There's a second reason: tools subsume the other two. Anything a resource does, a list_* plus get_* tool pair can do — less elegantly, but it works everywhere. Anything a prompt does, the user can type. So the marginal payoff of implementing resources and prompts is low unless your data model is genuinely file-like or your workflows are genuinely repetitive.
This is why "tools-only" is not a red flag. When you browse the best MCP servers, the strong ones are frequently tools-only and proud of it. Judge a server by whether its tools are well-scoped, not by how many primitives it checks off.
The tool-count trap
Tools are the primitive that costs you, because every tool's schema is injected into the model's context whether or not it's ever called. Clients like Cursor cap the total at roughly 40 tools across all connected servers, and every tool you add eats that budget and dilutes the model's aim.

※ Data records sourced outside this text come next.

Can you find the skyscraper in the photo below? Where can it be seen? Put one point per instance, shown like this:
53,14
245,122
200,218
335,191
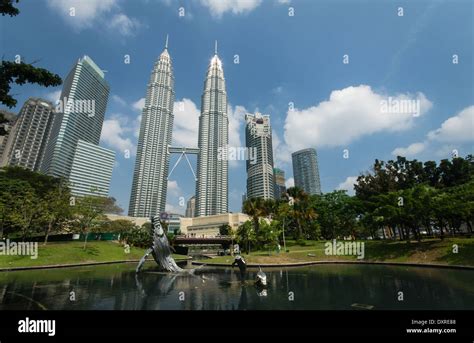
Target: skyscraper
212,166
190,207
305,170
81,111
91,169
279,182
80,116
29,137
149,185
7,133
258,137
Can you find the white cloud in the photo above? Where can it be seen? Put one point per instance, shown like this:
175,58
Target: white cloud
219,7
114,135
186,123
86,14
457,129
118,100
174,209
277,90
348,115
53,96
139,104
173,188
281,154
453,131
123,24
348,185
410,151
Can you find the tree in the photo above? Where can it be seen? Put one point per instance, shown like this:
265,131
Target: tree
7,8
301,211
56,209
120,226
19,72
88,211
111,207
246,235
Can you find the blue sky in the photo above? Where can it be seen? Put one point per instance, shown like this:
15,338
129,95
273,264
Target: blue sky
282,59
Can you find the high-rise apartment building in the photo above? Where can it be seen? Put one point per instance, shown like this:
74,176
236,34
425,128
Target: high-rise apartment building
306,171
279,182
212,165
30,135
258,137
150,177
77,126
190,207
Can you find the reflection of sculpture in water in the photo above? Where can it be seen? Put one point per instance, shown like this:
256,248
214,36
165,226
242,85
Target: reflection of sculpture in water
261,279
164,285
160,249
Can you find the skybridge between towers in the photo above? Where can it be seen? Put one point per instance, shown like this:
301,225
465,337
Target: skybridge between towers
184,152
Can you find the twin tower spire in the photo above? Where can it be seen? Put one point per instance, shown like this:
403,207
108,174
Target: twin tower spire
150,178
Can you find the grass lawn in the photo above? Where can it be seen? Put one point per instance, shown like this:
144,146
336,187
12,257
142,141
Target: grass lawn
434,251
72,252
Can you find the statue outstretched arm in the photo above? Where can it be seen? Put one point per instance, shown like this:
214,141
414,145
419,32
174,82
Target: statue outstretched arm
143,259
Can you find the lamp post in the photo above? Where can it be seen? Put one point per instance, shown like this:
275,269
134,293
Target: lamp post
291,201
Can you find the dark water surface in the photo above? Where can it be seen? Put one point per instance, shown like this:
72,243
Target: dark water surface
320,287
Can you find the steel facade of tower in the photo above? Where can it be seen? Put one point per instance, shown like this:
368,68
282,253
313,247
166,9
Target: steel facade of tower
279,178
306,171
84,88
31,132
258,137
150,178
212,166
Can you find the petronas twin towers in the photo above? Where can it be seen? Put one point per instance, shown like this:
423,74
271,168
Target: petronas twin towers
150,178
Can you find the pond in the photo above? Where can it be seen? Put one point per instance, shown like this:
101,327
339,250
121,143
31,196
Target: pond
319,287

This reframes the primitives question. Resources and prompts are nearly free — they're listed lazily and don't bloat the tool schema. A server that dumps 25 tools into your client is a worse citizen than one that exposes 6 tools plus a handful of resources. So when you're comparing servers, count the tools:
- A focused server: 5–12 sharp tools.
- A kitchen-sink server: 20–40+ tools, half of which overlap.
If two servers cover the same ground, prefer the one with fewer, better-named tools. The short version is that context is the scarce resource, and tools spend it, so a server's capabilities list is worth reading before you install.

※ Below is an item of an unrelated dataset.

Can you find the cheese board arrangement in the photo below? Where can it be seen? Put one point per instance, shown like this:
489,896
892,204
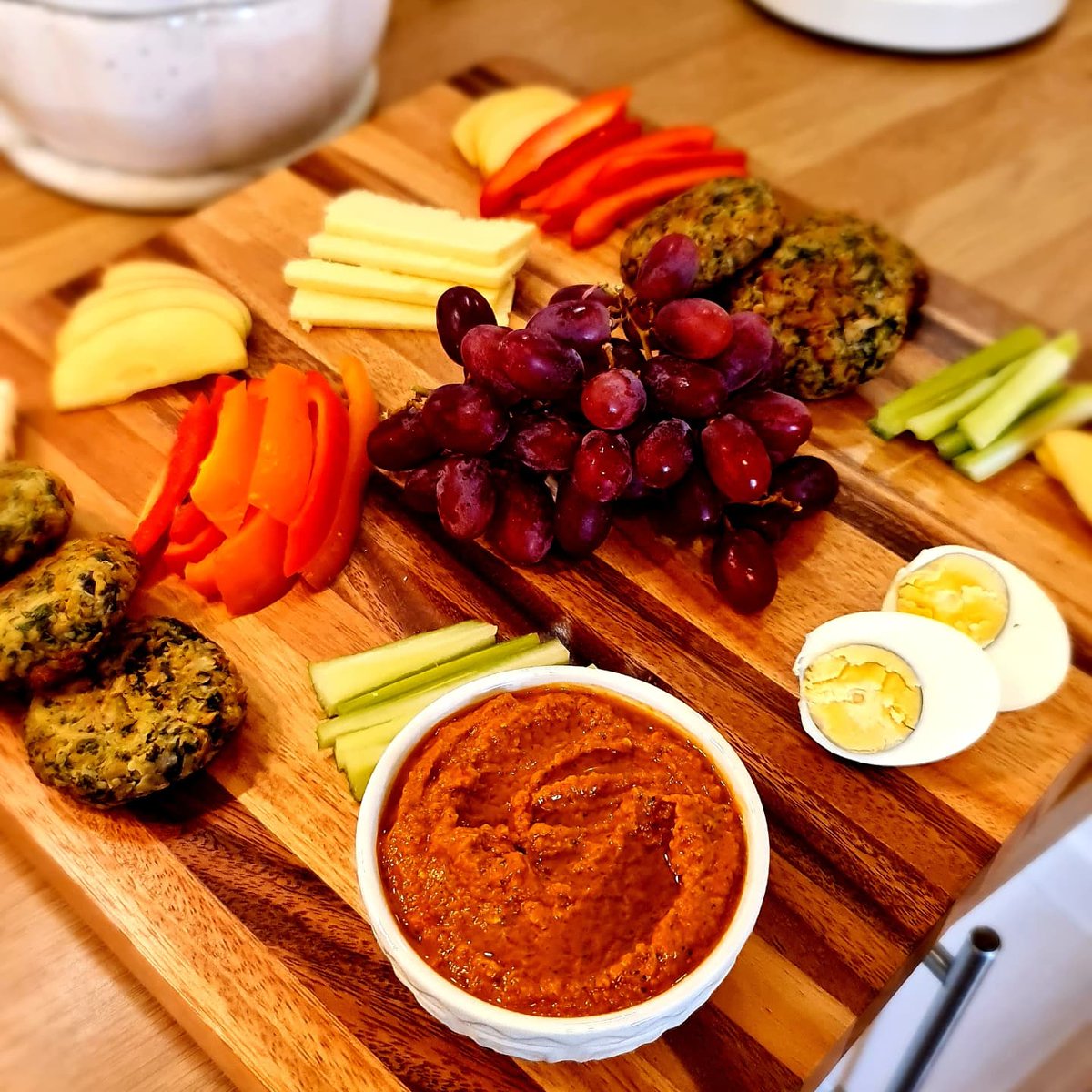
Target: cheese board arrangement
322,495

How this maps to transports and deployment
The three primitives are transport-agnostic — a server declares the same tools, resources, and prompts whether it runs locally or remotely. Where it runs affects trust and setup, not the primitive model. Most servers run locally over stdio, launched as a subprocess by your client, with remote HTTP/SSE servers the minority.
That local-first reality matters for how you read a server's capabilities. A local stdio server exposing file resources is reading your disk; a remote one exposing the same is reading someone else's. Same primitive, very different blast radius. Where a server runs is worth understanding before you trust a resource-heavy one with your filesystem.
One more framing that helps: if you're coming from REST, the mental model in MCP vs API lines up cleanly — tools are your action endpoints, resources are your GETs, and prompts have no real REST analog because they're a client-side UX layer, not a network call.
What to skip
Skip prompts entirely when you're building your own server unless you have a repetitive workflow users have literally asked for. They're the lowest-payoff primitive and the least-supported across clients. Skip resources unless your data is genuinely addressable and stable — otherwise a well-named tool is more portable and easier to reason about.
Spend your effort on tools: fewer of them, each doing one thing, each with a schema and description the model can't misread. That's the entire game. The primitive count on a server's spec sheet is close to noise; the quality and scope of its tools is the signal.